In fact, if the leaders of the Spanish Opposition did not understand the principled importance of the struggle which we were carrying on against Rosmer, Landau, etc., if they thought it possible to ally themselves with Mill against the fundamental cadres of the International Opposition, if at the same time they repeated that they had no differences with us and thus removed any justification for their manner of acting, for all these reasons we could not fail to say to ourselves with alarm, "The leaders of the Spanish Opposition will scarcely give a correct orientation to their section; but where a well-grounded orientation is lacking, there inevitably appear personal motives and feelings." To weld into a whole people of different training, character, temperament, and education can be done only by means of clear revolutionary principles. Otherwise the disintegration of the organization is inevitable. On personal sympathies, on friendships and clique spirit, nothing can be built but a lifeless debating club of the Souvarine type or a home for political invalids of the Rosmer type, and not even that for long.
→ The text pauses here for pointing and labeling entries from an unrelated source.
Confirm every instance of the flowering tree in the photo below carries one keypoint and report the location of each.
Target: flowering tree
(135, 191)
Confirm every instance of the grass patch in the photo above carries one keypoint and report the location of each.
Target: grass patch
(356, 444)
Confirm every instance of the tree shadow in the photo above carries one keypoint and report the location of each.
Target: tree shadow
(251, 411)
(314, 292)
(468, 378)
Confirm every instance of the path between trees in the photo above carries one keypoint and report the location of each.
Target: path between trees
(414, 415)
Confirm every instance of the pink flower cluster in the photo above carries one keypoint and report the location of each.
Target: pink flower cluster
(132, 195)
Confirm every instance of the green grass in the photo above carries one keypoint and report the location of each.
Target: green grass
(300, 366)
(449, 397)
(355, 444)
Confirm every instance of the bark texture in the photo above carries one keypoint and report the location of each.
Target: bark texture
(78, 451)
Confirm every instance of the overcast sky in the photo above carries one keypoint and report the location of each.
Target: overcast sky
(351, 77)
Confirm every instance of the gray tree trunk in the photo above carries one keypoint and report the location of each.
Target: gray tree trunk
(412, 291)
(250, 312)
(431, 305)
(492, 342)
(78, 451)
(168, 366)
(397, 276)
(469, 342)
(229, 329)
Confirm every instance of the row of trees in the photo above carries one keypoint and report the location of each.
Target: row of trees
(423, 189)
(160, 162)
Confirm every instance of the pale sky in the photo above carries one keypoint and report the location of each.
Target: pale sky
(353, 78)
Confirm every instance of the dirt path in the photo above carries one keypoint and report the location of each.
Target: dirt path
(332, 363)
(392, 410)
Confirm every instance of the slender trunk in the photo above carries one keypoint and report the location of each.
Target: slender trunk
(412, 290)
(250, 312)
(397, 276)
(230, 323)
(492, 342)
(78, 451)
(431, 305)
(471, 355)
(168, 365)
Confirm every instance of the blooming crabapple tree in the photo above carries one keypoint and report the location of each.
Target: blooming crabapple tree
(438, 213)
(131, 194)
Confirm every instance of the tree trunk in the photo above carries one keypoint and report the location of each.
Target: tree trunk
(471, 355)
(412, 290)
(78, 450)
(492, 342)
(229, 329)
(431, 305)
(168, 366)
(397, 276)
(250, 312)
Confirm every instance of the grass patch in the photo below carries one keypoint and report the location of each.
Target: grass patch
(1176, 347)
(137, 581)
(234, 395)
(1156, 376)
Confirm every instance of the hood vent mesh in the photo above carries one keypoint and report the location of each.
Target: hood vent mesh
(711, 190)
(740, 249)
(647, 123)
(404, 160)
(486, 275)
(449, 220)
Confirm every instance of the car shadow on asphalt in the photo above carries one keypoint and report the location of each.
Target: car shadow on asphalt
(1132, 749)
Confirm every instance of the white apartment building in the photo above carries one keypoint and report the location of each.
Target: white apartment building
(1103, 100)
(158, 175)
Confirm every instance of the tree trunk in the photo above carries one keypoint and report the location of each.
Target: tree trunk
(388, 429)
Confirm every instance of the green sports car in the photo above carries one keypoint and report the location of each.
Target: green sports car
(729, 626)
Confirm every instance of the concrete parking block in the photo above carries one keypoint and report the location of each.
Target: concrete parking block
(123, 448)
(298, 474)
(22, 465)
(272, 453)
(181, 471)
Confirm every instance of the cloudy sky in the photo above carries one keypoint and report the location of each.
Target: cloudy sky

Disagreeable as the task is, I must again touch on a "delicate" point because the interest of the cause demands it; no sound political relations can be built on suppressions and conventionalities.
When in our letters we asked the leading Spanish comrades by what principled motives, by what political and organizational considerations they let themselves be guided in taking up the defense of Mill against the Russian, German, French, Belgian sections, etc., we received the following type of reply, "We have the right to have our own opinion," "We refuse to be ordered about," etc. This unexpected reply seemed to us a highly alarming symptom.
Let us admit that someone among us really has a tendency to order people about Such a tendency should be resisted, and the stronger the tendency the more the resistance. But the necessity for the most resolute struggle against any such habits of simple command would not free the Spanish comrades of the necessity of establishing a political foundation for their factional intervention in favor of Mill and against the overwhelming majority of the sections. In the request for principled motives for this or that action there is in no way a tendency to simple command. Every member of the Left Opposition has the right to ask the responsible institutions of the Left Opposition the question: Why? To get rid of the burden of a concrete answer by mere affirmation of the right to have one's own opinion is to replace mutual revolutionary obligations by half-liberal, half-sentimental commonplaces. After such an answer, one could not fail to say to oneself again, "Certain leading Spanish comrades have not, unfortunately, a sufficiently solid common ground with the International Left Opposition. From this proceeds their inattention to the history of the Left Opposition, to the struggles through which it has gone, to the selection of cadres which it has carried through; from this proceeds also the tendency to be guided by personal impressions, by psychological estimations, by individual criteria; from this also, the affirmation of 'liberty' of opinion instead of a Marxist foundation for the opinion."
It is unnecessary for us to say how far removed we are from the thought of comparing any of the Spanish comrades to Mill. But it remains a fact that the leading Spanish comrades have not understood in time why we attacked Mill in an intransigent manner and why we demanded that the others do the same. Let us hope that now, at least, this serious lesson may lead to our coming together and not to additional discussion.